Anywhere where you do (short form):

if (type_of(dev) = TYPEA)
	init_typeA(dev);
if (type_of(dev) = TYPEB)
	init_typeB(dev);

> 	In the timeline that you listed, the hot plug events occurred
> *after* the hot plug system was initialized (but while the existing
> hardware was being scanned).  The doubt that I originally expressed
> was about the need to queue hotplug events *before* the hot plug
> system was initialized.

Now I see the misunderstanding.
You are right, strictly speaking you can get away without queueing
events before initialisation. But there is a time during initialisation
where you need to queue as the bus must not change while you scan it.

> >You cannot scan a bus without locking it.
>
> 	You have not shown that or even defined it well at this point.

For the same reason you must not add a device while a script is running.

Scanning a bus will look at some level like.
for (i = 0; i<NUMBER_DEVS;i ++) //or equivalent with a list
	dev = dev_list[0];
		if (type_of(dev) = ...
>
> >While you lock the bus what do you do with the events ?
>
> 	While you *scan* the bus, the kernel would continue
> to generate asynchronous calls to /sbin/hotplug, which would
> block on the lock held by the currently running /sbin/hotplug
> in the algorithm that I described.  When the currently
> running /sbin/hotplug finishes, the second /sbin/hotplug
> that is waiting will catch any changes that happend while
> the previous one was running.

That's the problem.
add for dev A - node 0
lock taken
		dev A removed
		add dev B - node 0 reused
init for device of type A
release lock
remove for dev A - node 0

You see, it is too late.
You must not assume that the second script can undo what the first has done.

> 	For the algorithm that I posted, a naming scheme like the
> one used by /proc/bus/usb is sufficient and there is no need to
> do anything more to preserve the order of events.

No there isn't, but you still you must lock and queue events happening while 
the lock is held.

> 	I am not talking about returing -EPERM on open (which should
> fail if a device is no longer present anyhow), I am talking about
> returning -EIO or something similar on already open file descriptors.

Those that are already open are not a problem.
You must reset permissions before the node can be reused.
Or you use unique names which are not supported at all at present.

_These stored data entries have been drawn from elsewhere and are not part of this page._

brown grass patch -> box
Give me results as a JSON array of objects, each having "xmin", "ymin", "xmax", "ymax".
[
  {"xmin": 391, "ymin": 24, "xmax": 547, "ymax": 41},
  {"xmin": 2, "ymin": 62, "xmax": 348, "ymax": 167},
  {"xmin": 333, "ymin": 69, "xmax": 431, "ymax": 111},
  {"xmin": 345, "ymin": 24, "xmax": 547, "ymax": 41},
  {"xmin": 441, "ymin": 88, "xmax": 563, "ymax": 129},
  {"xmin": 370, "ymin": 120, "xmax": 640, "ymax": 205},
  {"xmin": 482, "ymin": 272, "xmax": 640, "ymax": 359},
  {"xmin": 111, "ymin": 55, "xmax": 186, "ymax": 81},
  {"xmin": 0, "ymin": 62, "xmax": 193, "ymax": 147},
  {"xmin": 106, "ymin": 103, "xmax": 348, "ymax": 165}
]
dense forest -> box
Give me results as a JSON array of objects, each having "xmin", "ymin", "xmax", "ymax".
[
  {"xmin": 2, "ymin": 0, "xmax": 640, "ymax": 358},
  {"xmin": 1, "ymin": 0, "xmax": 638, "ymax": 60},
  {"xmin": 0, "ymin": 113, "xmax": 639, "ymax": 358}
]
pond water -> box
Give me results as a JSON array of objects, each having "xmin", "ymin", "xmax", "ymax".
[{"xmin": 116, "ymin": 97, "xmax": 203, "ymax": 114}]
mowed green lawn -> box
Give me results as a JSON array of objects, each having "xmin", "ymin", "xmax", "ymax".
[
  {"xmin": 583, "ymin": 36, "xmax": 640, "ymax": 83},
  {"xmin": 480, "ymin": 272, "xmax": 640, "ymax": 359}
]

> >> 	Secondly, there is a way to get this processing right
> >> where necessary without the need to queue events (which can overflow,
> >> and involve maintiaining arbitrary large dynamic data strucutres).
> >> All you need is a "new" flag that the kernel would set when on a device
> >> when it is inserted.  The hot plug code would be called by the kernel
> >> with an argument indicating what device to check, without necessarily
> >> even indicating whether it was a hot plug or a remove event.
> >>
> >> 	userland_hotplug_handler(dev)
> >> 	{
> >> 		// was_plugged_in[dev] is persistent data, perhaps
> >> 		// stored in a file.
> >>
> >> 		acquire_lock(dev);   // Flock some file; could just have
> >> 				     // one global lock.  Whatever.
> >> 		if (was_plugged_in[dev]
> >> 		    && (new[dev] || !is_plugged_in[dev])) {
> >
> >				^ race condition, the condition you check for might change
> >
> >> 			was_plugged_in[dev] = 0;
> >> 			handle_remove_event(dev);
> >> 		}
> >
> >and you may forget a removal event this way, which is bad
> >
> >> 		if (new[dev]) {
> >> 			new[dev] = 0;
> >> 			if (is_plugged_in[dev]) {
> >> 				was_plugged_in[dev] = 1;
> >> 				handle_insert_event(device);
> >> 			}
> >> 		}
> >> 		release_lock(dev);
> >> 	}
>
> 	(Note: I have deleted the line near the bottom that read
> "old_status[dev] = new_status;".  It was left over from a previous
> edit and did not belong in this listing.)
>
> 	The "race condition" that you described is not a problem
> because the kernel only *sets* new[dev], and only does so when
> it detects an insertion, and then spawns a new /sbin/hotplug, which
> will run after the currently running /sbin/hotplug releases its
> lock and will process the new device if the previous /sbin/hotplug
> instance did not already do so.  /sbin/hotplug only *clears* new[dev].
>
> 	If you do not understand, try making a timeline of an example.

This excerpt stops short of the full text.